Kissing Jessica Stein started as a stage play called Lipschtick which the same team wrote and starred in off-Broadway. Director Charles Herman-Wurmfeld (also a novice–this is his second film) has opened up the play with a handful of outdoor scenes and he has interspersed travelogue-like shots of New York, but the somewhat confining interiors dominate and the film is dialogue-driven in a stagy fashion. Still, the writers have good ears for dialogue and are quick with inventive quips which carry the action along. (The tight production budget is also noticeable in the occasionally poor sound quality.)
Jessica (Westfeldt) is a late twenties single from an upper middle-class Jewish family. Despite being attractive, educated, intelligent, and employed, she’s not been successful at establishing a relationship and resorts to the personal ads. As a lark, she responds to one from another woman whose ad pitch was appealing. Helen Cooper (Juergensen) is assistant director of an art gallery and a bisexual taken to doing her yoga in front of a statue of Ganesha. Her liberated ways contrast with Jessica’s more traditional constraints. Over time, and with great patience from Helen, acquaintanceship blossoms into friendship and friendship blossoms into an affair.

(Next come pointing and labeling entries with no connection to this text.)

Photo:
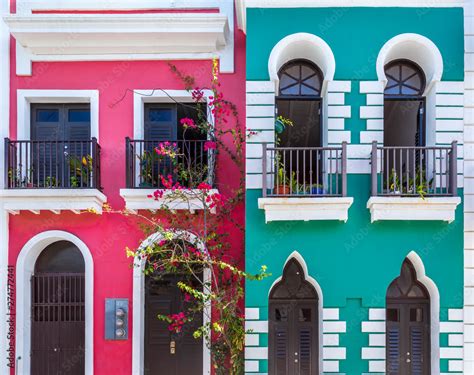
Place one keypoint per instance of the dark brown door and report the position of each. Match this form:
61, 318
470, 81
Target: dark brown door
293, 324
408, 325
57, 330
168, 353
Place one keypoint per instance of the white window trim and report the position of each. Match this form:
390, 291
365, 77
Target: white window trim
25, 268
138, 335
299, 258
27, 97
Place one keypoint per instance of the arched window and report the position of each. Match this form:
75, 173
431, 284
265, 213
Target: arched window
58, 310
293, 324
404, 79
408, 325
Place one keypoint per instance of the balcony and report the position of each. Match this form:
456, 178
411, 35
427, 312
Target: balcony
187, 163
52, 175
413, 183
304, 183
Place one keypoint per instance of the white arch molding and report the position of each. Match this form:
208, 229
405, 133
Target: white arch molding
433, 291
297, 256
138, 333
302, 46
414, 47
25, 268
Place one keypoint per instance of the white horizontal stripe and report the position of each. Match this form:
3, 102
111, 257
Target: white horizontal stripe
371, 112
372, 87
339, 111
339, 86
260, 86
373, 353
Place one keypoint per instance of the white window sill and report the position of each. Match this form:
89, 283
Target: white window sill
138, 199
413, 208
55, 200
305, 209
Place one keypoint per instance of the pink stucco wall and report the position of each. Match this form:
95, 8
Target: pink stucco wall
109, 234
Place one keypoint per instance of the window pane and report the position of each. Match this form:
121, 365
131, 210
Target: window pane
160, 114
47, 115
393, 315
305, 315
416, 315
79, 115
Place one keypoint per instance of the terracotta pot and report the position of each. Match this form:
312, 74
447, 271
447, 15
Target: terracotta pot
282, 190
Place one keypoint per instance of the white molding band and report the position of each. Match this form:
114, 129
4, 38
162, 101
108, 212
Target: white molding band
55, 200
25, 268
305, 209
26, 97
413, 208
138, 335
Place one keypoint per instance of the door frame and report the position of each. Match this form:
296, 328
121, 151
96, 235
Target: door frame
138, 323
25, 269
297, 256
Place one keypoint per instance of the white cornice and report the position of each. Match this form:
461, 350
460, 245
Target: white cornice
96, 37
243, 5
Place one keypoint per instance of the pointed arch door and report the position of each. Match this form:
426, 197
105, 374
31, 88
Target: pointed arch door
293, 324
408, 325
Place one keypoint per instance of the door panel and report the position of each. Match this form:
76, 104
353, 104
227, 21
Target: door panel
164, 297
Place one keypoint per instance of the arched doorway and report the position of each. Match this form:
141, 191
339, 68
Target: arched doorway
58, 311
293, 324
408, 325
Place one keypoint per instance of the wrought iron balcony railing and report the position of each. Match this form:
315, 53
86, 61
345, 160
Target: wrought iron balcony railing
304, 171
52, 164
152, 164
414, 171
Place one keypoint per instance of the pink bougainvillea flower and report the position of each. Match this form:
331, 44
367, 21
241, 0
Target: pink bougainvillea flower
188, 123
210, 145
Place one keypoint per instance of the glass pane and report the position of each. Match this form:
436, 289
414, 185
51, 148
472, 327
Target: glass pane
160, 114
79, 115
304, 315
416, 314
281, 314
393, 315
47, 115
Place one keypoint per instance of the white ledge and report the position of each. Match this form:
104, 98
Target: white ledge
54, 200
138, 199
413, 208
95, 37
305, 209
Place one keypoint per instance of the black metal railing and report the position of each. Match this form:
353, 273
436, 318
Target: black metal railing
188, 163
304, 171
52, 164
414, 171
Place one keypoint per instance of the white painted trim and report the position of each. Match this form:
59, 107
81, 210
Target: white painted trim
25, 267
55, 200
305, 209
302, 46
434, 309
138, 335
137, 199
408, 208
299, 258
26, 97
414, 47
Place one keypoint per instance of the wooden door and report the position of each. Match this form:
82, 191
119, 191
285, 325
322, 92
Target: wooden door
168, 353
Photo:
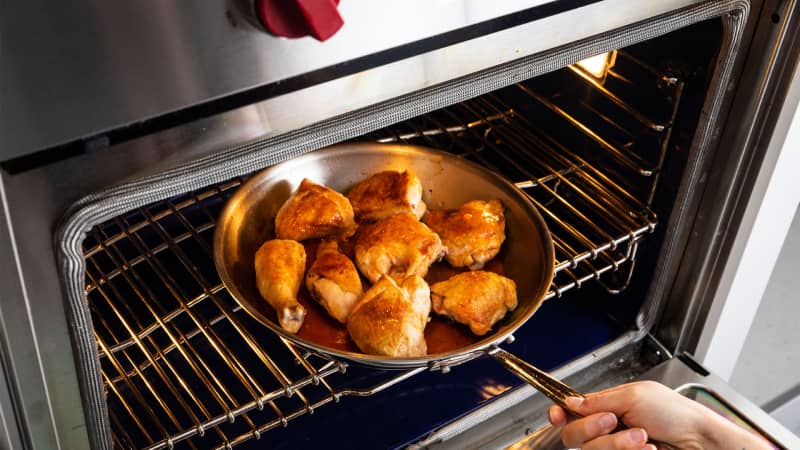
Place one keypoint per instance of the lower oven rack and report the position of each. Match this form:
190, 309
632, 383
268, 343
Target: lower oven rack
182, 364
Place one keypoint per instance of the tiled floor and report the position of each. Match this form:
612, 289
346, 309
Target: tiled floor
769, 365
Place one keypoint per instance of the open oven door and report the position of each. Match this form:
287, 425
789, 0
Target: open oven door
518, 420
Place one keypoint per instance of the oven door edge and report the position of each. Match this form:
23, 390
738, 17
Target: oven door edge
521, 411
518, 420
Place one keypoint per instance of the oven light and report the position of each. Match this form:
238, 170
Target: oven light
596, 66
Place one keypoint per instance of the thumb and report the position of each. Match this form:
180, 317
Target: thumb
617, 401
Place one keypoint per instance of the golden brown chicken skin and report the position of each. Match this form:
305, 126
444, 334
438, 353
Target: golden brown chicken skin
333, 281
390, 319
477, 299
398, 246
385, 194
473, 233
279, 273
314, 211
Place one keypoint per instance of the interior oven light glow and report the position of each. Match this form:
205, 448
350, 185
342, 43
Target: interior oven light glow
596, 66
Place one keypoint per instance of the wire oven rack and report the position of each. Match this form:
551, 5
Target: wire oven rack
182, 364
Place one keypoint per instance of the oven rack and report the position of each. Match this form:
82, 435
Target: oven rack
183, 365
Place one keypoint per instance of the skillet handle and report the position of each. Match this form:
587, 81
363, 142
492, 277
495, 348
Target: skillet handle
553, 388
545, 383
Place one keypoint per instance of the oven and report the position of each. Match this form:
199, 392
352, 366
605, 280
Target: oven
638, 130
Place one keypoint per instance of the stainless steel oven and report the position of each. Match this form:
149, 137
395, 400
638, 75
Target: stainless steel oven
637, 128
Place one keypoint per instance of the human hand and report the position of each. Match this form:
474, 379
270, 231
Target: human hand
652, 412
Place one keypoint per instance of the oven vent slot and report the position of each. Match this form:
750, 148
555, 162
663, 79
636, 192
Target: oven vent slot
182, 364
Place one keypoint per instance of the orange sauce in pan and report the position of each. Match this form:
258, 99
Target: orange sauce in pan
441, 334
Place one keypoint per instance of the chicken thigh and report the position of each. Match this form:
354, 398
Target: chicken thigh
314, 211
333, 281
398, 246
279, 271
390, 319
473, 233
385, 194
477, 299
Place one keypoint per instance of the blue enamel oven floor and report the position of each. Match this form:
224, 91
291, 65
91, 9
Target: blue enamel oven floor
408, 411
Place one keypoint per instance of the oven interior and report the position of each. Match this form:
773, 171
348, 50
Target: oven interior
601, 155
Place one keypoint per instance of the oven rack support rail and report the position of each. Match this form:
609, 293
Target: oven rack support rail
182, 364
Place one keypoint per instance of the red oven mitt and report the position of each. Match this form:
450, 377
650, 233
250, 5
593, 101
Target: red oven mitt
298, 18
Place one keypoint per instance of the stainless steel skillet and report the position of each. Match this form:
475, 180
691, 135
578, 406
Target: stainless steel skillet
448, 181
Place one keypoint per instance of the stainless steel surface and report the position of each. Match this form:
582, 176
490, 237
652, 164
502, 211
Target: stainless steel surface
247, 221
155, 342
121, 65
754, 116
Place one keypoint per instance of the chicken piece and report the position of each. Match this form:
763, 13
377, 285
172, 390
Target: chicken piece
314, 211
478, 299
333, 281
473, 233
398, 246
279, 271
385, 194
390, 319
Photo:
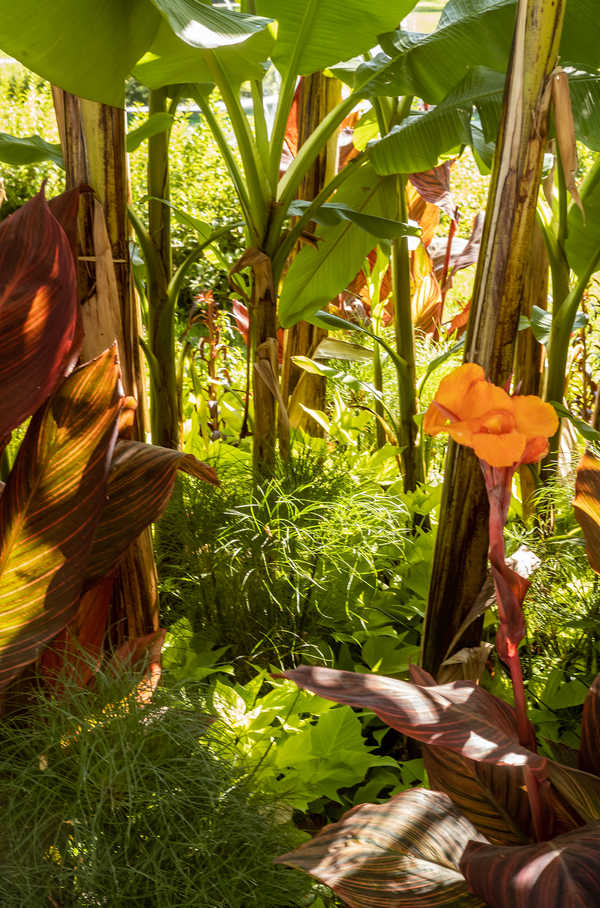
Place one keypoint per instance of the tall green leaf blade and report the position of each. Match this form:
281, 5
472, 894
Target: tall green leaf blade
86, 47
173, 61
201, 25
39, 310
330, 30
139, 487
50, 509
29, 150
461, 716
317, 275
583, 240
401, 854
418, 142
589, 750
563, 871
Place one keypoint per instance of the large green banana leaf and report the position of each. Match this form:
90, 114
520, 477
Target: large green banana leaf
470, 33
319, 273
315, 34
89, 48
418, 142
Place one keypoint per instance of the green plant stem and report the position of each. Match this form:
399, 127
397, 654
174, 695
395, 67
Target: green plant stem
258, 188
378, 383
292, 236
163, 398
260, 128
401, 296
288, 87
4, 466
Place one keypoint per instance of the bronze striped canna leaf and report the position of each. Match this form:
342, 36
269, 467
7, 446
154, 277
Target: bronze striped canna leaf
561, 873
565, 133
50, 508
401, 854
39, 311
139, 487
460, 716
493, 798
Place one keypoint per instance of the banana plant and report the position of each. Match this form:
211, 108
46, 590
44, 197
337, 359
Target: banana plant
79, 492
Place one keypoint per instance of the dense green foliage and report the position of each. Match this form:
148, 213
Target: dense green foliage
133, 805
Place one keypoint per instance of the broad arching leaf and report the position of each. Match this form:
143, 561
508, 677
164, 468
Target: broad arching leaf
419, 141
29, 150
50, 509
471, 33
579, 790
401, 854
583, 240
38, 310
318, 274
139, 487
317, 33
460, 716
171, 60
85, 47
562, 872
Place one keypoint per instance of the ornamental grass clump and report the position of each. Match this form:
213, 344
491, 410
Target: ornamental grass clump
503, 825
106, 802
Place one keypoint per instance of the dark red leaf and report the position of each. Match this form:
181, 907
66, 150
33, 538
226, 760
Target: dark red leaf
460, 716
139, 487
38, 310
50, 509
401, 854
561, 873
77, 650
492, 797
587, 506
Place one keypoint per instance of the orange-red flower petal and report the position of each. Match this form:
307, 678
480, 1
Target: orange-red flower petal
534, 417
499, 450
451, 396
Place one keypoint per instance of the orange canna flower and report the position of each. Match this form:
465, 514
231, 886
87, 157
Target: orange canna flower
502, 430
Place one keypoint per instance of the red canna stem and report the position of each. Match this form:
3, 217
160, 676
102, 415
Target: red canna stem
510, 592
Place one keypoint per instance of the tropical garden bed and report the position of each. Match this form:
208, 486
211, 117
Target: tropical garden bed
253, 309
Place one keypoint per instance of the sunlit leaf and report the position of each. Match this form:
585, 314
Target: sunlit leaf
330, 30
461, 716
50, 509
401, 854
139, 487
563, 871
587, 506
38, 310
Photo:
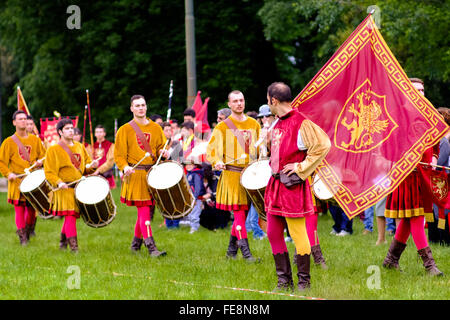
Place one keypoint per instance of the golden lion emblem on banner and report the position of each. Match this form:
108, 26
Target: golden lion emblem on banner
365, 120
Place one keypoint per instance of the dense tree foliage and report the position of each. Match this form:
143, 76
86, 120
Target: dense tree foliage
125, 47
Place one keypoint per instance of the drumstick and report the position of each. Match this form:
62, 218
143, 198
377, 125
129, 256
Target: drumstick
434, 165
70, 183
238, 228
162, 151
243, 156
90, 164
139, 162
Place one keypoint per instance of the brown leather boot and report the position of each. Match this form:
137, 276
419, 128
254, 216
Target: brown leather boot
245, 249
63, 242
428, 262
318, 256
73, 243
151, 246
232, 248
393, 256
22, 233
303, 266
136, 244
284, 272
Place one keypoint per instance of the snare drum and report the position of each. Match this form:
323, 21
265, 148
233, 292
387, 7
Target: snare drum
254, 179
94, 199
169, 187
322, 192
35, 189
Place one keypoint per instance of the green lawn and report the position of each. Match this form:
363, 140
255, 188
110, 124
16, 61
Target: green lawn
196, 268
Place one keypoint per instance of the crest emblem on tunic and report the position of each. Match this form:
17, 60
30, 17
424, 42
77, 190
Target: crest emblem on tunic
147, 137
439, 187
364, 123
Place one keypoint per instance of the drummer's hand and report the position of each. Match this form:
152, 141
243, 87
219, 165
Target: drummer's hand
128, 170
219, 166
63, 185
39, 163
289, 168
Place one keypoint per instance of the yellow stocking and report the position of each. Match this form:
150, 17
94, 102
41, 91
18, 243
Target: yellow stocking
297, 230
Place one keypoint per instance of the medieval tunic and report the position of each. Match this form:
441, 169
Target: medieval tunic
407, 199
128, 151
105, 152
224, 147
58, 167
12, 161
294, 140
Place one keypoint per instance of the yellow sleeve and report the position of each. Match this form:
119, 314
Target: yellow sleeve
109, 160
5, 156
51, 166
317, 143
214, 150
120, 149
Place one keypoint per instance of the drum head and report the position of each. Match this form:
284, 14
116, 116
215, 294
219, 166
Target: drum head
32, 181
92, 190
165, 175
256, 175
320, 189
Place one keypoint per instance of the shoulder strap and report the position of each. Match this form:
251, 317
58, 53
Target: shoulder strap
21, 147
236, 132
74, 160
141, 137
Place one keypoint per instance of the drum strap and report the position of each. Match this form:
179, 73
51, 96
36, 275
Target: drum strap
21, 147
142, 138
236, 133
73, 159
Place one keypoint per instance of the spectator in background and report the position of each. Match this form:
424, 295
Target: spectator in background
156, 118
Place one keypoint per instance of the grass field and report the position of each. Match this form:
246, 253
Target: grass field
196, 268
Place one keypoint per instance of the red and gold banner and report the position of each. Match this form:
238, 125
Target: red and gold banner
378, 123
48, 129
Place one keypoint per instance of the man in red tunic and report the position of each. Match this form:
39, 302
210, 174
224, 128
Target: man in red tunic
104, 153
298, 147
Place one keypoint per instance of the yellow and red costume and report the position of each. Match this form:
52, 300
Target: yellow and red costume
59, 168
128, 151
13, 161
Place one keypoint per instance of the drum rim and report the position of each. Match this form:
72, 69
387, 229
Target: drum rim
87, 177
314, 189
166, 161
246, 167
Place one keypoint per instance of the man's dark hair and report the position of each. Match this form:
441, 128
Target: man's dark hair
189, 112
188, 125
100, 126
165, 124
62, 123
153, 117
135, 97
279, 91
18, 112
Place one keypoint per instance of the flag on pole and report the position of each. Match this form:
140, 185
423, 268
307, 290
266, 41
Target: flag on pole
378, 123
22, 105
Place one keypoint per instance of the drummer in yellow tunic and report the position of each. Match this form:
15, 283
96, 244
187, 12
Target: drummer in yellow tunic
65, 163
135, 140
17, 153
234, 139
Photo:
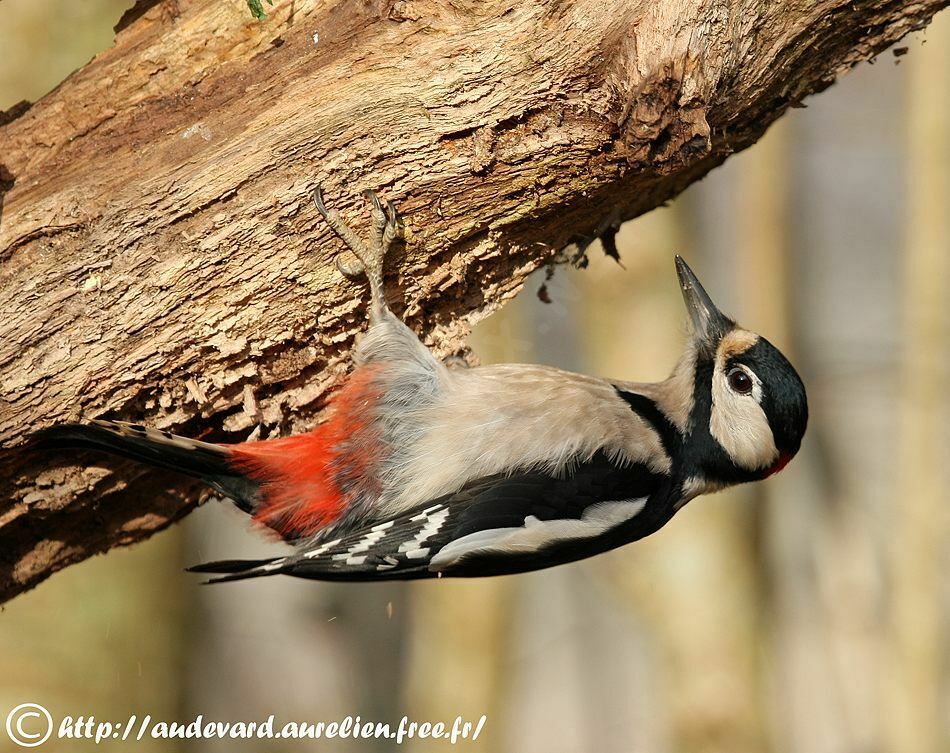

A legitimate lesson from the experience of the gay/lesbian community is that people don’t chooseto be gay and, therefore, it might be concluded that this relationship is founded on shaky ground. Cleverly, the writers have that very point of view expressed in the film by a gay male friend of Helen’s. In reality, while it may not be a matter of choice, the range of sexual orientation along the homo/hetero continuum is probably a lot more diverse than many gays acknowledge. (It’s not uncommon to hear allegations that self-labeled bisexuals are just homosexuals who can’t face up to it.) In any event, the affair these two women have seems perfectly credible in the film, whatever its degree of political correctness.
Josh Meyers plays Scott Cohen, Jessica’s boss and one time boyfriend. It’s a bothersome flaw that the history of their relationship is not better developed in the film. Knowing why it fell apart might have added to a better understanding of Jessica’s motivations, beyond the stereotypical hounding of mother and grandmother to get married. It also would surely have bolstered the weak resolution of the story which wants to lead the heroine through a lesbian affair, but seems anxious to return her to the more mainstream alternative.
Juergensen is quite perfect as Helen–independent, self-aware, realistic and unaffected. Westfeldt, on the other hand, is charming, but buries her character is what has become the trademarked set of mannerisms that trace back to Diane Keaton’s Annie Hall–a sort of cutesy, put-on self-deprecation withbreathy little gasps before a word comes out, lifted eyebrows, and other recognizable hallmarks of the type. It’s become an established speech pattern amongst high school girls but seems somewhat precious in an adult about to hit thirty.
Still, there are plenty of lines that generate laughs (with only occasional duds) and a breezy lightness that Herman-Wurmfeld manages to sustain until the unconvincing resolution. Kissing Jessica Stein will doubtlessly please many, so long as expectations are not more than a notch above sitcom standards.